Wir sind schon lange nicht mehr zusammen ausgegangen. In letzter Zeit waren wir dazu einfach nicht in der richtigen Stimmung. Erst die finanzielle Misslage und dann mein kleines Abenteuer mit Gregor. Doch jetzt ist wieder alles in Ordnung. Ich habe es vermisst einfach nur Spaß mit Darek zu haben.


Und auch an diesem Abend lande ich wieder im Tanzkäfig. Aber diesmal habe ich deutlich weniger Promille im Blut. Deshalb macht es aber nicht weniger Spaß, noch dazu, wo ich tatkräftig von Darek unterstützt werde. "Los, Arek, zeig uns deine Hüften!", feuert er mich an. "Das da ist mein Mann", ruft er den Leuten in der Umgebung stolz zu und zeigt auf mich. Und auch, wenn er von diesen verwirrt und mitleidig zugleich angeguckt wird, heute macht ihm das nichts aus.


Aber zu einem solchen Anlass gehören auch ein paar ordentliche Drinks. Und wenn wir nicht gerade auf der Tanzfläche sind, dann entspannen wir bei einem Whisky oder einem erfrischendem Bier.

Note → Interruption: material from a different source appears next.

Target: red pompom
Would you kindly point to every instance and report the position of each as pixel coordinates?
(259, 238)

Und irgendwann spät in der Nacht kommen wir in unserem Schlafzimmer an. Es ist zwar spät, aber noch nicht zu spät um etwas Spaß im Bett zu haben. Diesen Abend sollten wir voll und ganz auskosten. Ich küsse Darek und beginne sein Hemd so schnell wie möglich zu öffnen, um dann gleich bei seiner Hose weiterzumachen.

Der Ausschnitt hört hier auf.